Le Gouvernement partage toutefois le souci de voir les banques consacrer leur activité à l'économie réelle. C'est la finalité des interventions de la Banque centrale européenne, dont je rappelle qu'elle est indépendante, ce que personne ne conteste ni de ce côté-ci, ni de l'autre côté du Rhin. C'est aussi le sens de l'obligation faite aux banques de renforcer leurs fonds propres, une obligation imposée par le gouvernement que vous dénoncez. Je rappellerai, enfin, l'investissement particulier du Premier ministre sur ce sujet, qui a réuni l'ensemble des banques pour les rappeler à leur devoir élémentaire.
Pour en venir à la proposition principale de créer un fonds européen de développement social, solidaire et écologique, je ne soutiens pas ce projet, bien que je soutienne l'idée que l'Europe doit être solidaire et s'investir dans le développement durable. Car cela reviendrait, si je comprends bien, à financer par la création monétaire les coûts de fonctionnement de projets aux finalités les plus variées, allant de la protection de l'environnement aux services publics nationaux. Il va sans dire que faire reposer cette idée sur l'achat de titres de dette par la Banque centrale européenne manque de toute crédibilité, et est même totalement incompatible avec la mission de la BCE.
Par ailleurs, il ne me semble pas cohérent de faire appel au niveau européen pour financer, pour les seuls pays de la zone euro, des projets qui relèveraient de toute évidence de la subsidiarité, et donc de chaque État membre. Je pense en particulier aux politiques de l'emploi.

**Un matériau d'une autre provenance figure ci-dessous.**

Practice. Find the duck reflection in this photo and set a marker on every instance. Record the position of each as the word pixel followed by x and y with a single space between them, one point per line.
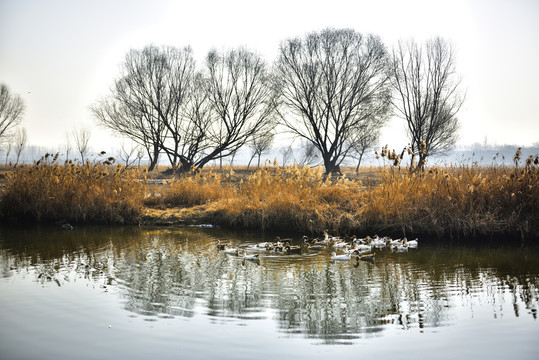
pixel 163 273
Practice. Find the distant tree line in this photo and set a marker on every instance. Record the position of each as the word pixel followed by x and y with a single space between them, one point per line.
pixel 334 89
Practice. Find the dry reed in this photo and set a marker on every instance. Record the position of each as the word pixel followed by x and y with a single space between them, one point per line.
pixel 48 191
pixel 456 201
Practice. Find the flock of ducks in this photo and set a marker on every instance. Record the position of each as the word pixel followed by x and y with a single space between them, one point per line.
pixel 342 249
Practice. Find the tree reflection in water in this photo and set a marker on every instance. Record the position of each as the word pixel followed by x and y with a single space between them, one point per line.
pixel 178 272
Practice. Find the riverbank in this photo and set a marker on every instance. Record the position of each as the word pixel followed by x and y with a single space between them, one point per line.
pixel 463 201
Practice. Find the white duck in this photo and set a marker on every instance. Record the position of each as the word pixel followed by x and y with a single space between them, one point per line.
pixel 342 257
pixel 251 257
pixel 411 243
pixel 230 251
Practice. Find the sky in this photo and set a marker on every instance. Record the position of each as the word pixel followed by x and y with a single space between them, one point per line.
pixel 61 56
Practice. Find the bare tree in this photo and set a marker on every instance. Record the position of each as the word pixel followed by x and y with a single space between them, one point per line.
pixel 11 111
pixel 81 138
pixel 309 153
pixel 428 95
pixel 145 104
pixel 240 103
pixel 287 154
pixel 259 146
pixel 364 139
pixel 8 148
pixel 20 138
pixel 129 153
pixel 332 82
pixel 193 117
pixel 67 145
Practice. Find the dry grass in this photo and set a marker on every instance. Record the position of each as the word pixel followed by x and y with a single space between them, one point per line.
pixel 47 191
pixel 454 201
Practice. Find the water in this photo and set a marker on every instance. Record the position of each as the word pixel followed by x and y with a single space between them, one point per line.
pixel 169 293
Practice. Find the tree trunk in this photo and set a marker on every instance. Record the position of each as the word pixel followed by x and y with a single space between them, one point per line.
pixel 331 166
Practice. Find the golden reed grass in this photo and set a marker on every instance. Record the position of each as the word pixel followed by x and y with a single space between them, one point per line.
pixel 456 201
pixel 92 193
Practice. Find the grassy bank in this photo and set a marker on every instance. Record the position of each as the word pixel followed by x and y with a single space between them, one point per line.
pixel 453 201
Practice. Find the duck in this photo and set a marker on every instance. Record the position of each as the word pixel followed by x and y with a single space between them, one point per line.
pixel 363 247
pixel 330 239
pixel 343 257
pixel 395 242
pixel 292 249
pixel 340 244
pixel 250 257
pixel 367 257
pixel 411 243
pixel 400 248
pixel 231 251
pixel 315 247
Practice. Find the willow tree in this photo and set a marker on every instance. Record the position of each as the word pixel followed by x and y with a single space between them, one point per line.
pixel 146 101
pixel 163 102
pixel 428 95
pixel 332 83
pixel 11 111
pixel 236 106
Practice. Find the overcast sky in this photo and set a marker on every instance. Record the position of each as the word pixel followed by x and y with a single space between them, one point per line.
pixel 62 55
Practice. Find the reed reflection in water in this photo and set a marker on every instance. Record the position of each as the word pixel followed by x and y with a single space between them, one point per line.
pixel 164 273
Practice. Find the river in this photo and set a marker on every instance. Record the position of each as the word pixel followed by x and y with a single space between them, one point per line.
pixel 168 292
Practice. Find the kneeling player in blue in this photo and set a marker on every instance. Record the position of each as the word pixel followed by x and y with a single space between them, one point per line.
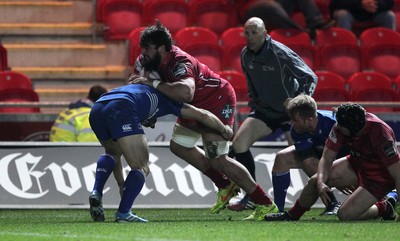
pixel 309 131
pixel 116 119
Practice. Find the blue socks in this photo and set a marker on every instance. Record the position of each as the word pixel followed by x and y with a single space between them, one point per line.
pixel 280 183
pixel 105 166
pixel 133 185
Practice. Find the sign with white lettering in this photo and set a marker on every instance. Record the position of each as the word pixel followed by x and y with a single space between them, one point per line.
pixel 49 175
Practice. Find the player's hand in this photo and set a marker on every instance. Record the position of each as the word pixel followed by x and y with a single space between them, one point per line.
pixel 346 190
pixel 136 79
pixel 227 133
pixel 323 191
pixel 150 123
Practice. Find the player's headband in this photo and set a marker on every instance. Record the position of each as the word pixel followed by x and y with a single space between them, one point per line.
pixel 351 116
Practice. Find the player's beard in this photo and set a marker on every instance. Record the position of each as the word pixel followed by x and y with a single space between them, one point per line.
pixel 153 64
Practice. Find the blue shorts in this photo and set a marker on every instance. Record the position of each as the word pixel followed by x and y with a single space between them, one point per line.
pixel 114 119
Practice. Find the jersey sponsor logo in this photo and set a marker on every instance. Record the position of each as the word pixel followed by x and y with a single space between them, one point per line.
pixel 179 70
pixel 227 112
pixel 127 127
pixel 332 136
pixel 268 68
pixel 390 149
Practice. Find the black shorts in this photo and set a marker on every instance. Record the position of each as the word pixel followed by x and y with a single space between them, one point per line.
pixel 282 123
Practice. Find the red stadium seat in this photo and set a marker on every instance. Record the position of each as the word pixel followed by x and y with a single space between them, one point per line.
pixel 134 49
pixel 3 58
pixel 339 51
pixel 330 87
pixel 233 37
pixel 14 80
pixel 208 54
pixel 173 14
pixel 381 50
pixel 396 10
pixel 378 36
pixel 121 17
pixel 372 86
pixel 99 9
pixel 18 95
pixel 203 44
pixel 233 41
pixel 232 58
pixel 195 35
pixel 217 15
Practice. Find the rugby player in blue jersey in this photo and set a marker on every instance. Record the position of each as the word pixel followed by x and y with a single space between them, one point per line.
pixel 309 131
pixel 116 119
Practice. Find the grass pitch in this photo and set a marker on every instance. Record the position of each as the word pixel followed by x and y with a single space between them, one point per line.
pixel 184 224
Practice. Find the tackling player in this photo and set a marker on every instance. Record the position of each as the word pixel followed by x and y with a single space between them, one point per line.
pixel 186 79
pixel 370 171
pixel 309 131
pixel 116 119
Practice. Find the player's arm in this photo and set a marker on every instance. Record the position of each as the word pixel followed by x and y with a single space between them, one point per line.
pixel 324 171
pixel 181 91
pixel 206 118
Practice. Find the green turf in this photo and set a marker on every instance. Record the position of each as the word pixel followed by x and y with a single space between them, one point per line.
pixel 184 224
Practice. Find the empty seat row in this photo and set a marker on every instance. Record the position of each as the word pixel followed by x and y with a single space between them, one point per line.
pixel 120 17
pixel 217 52
pixel 17 87
pixel 331 87
pixel 336 50
pixel 340 51
pixel 361 86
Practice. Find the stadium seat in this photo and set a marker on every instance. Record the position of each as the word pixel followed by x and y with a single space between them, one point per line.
pixel 99 9
pixel 396 10
pixel 299 42
pixel 217 15
pixel 195 35
pixel 173 14
pixel 3 58
pixel 233 37
pixel 134 49
pixel 231 59
pixel 232 42
pixel 372 86
pixel 339 51
pixel 208 54
pixel 121 17
pixel 18 95
pixel 330 87
pixel 379 35
pixel 14 80
pixel 381 50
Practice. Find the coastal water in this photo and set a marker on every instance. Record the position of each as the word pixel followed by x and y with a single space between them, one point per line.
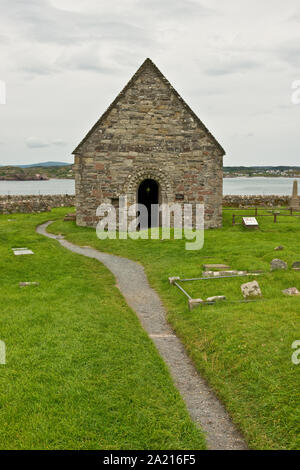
pixel 243 186
pixel 53 186
pixel 259 185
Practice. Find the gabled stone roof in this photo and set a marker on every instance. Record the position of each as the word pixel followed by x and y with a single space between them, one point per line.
pixel 148 63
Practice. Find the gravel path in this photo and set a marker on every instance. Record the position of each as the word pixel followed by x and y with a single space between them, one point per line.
pixel 204 408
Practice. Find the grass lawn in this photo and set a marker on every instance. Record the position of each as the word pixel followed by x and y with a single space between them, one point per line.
pixel 244 350
pixel 81 373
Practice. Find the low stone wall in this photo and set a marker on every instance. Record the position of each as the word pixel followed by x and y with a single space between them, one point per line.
pixel 255 200
pixel 27 204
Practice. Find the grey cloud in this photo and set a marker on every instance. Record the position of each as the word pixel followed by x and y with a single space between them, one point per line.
pixel 232 66
pixel 34 142
pixel 289 52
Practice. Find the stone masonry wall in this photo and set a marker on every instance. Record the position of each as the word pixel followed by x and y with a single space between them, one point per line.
pixel 32 203
pixel 149 133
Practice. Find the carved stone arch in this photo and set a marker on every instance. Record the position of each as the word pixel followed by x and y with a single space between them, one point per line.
pixel 157 174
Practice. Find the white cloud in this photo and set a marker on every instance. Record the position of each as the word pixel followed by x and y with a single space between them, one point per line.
pixel 64 61
pixel 34 142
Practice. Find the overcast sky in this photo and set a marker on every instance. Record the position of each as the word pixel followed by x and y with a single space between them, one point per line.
pixel 234 63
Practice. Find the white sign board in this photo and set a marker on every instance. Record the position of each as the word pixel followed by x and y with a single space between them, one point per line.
pixel 250 222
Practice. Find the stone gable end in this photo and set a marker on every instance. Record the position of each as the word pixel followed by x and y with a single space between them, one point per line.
pixel 148 133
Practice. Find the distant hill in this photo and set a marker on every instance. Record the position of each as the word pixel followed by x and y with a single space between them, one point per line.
pixel 272 171
pixel 44 164
pixel 35 172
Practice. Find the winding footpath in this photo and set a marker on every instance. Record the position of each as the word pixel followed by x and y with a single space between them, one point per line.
pixel 203 406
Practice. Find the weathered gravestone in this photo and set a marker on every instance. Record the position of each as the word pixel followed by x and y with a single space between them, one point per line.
pixel 291 291
pixel 294 204
pixel 277 264
pixel 296 266
pixel 251 289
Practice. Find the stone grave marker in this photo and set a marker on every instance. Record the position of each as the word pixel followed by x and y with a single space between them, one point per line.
pixel 250 222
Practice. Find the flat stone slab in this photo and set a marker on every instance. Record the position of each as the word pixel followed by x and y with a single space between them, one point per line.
pixel 219 267
pixel 277 264
pixel 251 289
pixel 194 303
pixel 223 273
pixel 25 284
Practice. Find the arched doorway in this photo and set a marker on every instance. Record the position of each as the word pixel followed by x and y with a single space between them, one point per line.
pixel 148 194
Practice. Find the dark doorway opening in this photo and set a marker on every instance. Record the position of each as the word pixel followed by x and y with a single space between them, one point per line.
pixel 148 194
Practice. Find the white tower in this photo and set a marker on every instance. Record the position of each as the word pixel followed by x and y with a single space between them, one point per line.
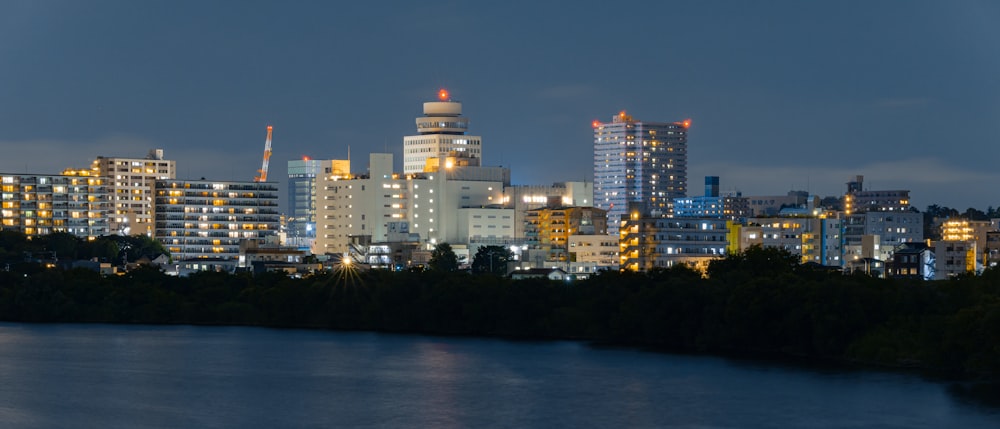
pixel 441 133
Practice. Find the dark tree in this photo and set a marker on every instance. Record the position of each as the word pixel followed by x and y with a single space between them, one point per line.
pixel 443 258
pixel 492 259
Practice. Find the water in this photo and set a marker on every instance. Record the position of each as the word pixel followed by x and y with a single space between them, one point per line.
pixel 105 376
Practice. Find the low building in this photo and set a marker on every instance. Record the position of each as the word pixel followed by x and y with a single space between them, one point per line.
pixel 954 258
pixel 912 260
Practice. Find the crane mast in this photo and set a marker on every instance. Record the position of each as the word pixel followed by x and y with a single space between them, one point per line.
pixel 262 173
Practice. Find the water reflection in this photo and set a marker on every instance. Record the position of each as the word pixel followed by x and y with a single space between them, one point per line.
pixel 121 376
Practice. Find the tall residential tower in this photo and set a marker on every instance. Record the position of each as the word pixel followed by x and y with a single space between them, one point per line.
pixel 641 162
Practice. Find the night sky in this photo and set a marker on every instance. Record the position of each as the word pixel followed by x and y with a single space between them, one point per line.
pixel 782 94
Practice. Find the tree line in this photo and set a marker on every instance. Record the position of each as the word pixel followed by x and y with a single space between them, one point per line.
pixel 760 302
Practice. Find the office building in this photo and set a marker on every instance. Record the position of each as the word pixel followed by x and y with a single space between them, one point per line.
pixel 638 162
pixel 302 184
pixel 732 207
pixel 441 133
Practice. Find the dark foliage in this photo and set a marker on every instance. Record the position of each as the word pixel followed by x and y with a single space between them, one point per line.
pixel 758 302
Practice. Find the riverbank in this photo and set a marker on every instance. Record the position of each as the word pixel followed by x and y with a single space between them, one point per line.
pixel 762 304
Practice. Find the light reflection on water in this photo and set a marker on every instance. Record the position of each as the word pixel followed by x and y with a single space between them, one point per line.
pixel 101 376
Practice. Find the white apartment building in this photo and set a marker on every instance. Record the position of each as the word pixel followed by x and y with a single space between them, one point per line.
pixel 36 205
pixel 437 206
pixel 201 219
pixel 131 182
pixel 523 198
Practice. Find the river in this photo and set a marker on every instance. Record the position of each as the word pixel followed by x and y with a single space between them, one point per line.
pixel 118 376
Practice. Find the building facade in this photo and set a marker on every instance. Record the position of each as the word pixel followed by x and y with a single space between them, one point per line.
pixel 37 205
pixel 302 185
pixel 201 219
pixel 437 206
pixel 550 228
pixel 441 132
pixel 646 243
pixel 638 162
pixel 131 182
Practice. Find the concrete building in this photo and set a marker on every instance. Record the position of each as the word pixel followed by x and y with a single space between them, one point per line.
pixel 858 200
pixel 992 249
pixel 589 254
pixel 912 260
pixel 38 204
pixel 815 239
pixel 772 205
pixel 440 205
pixel 892 229
pixel 970 230
pixel 208 220
pixel 131 183
pixel 302 185
pixel 638 162
pixel 711 204
pixel 529 197
pixel 549 229
pixel 441 132
pixel 655 242
pixel 359 205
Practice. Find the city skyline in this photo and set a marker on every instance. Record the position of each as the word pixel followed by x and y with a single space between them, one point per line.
pixel 782 96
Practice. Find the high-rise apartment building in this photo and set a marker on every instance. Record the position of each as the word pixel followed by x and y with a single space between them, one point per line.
pixel 209 220
pixel 638 162
pixel 441 133
pixel 131 182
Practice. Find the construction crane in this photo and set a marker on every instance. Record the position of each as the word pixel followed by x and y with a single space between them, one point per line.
pixel 262 173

En revanche, d'autres politiques visées dans votre proposition font déjà l'objet de soutiens et de coordination européens dans le cadre du budget communautaire. Nous sommes en train de négocier le cadre financier pour la période 2014-2020. Je ne suis pas favorable à ce que ces dépenses, parfaitement légitimes sur le fond, même s'il faut toujours veiller à l'efficacité de la dépense européenne, soient encore financées par un recours à la dette. L'immense avantage du budget européen est qu'il est équilibré. Pour rééquilibrer les finances des États membres, faudrait-il déséquilibrer le budget européen ?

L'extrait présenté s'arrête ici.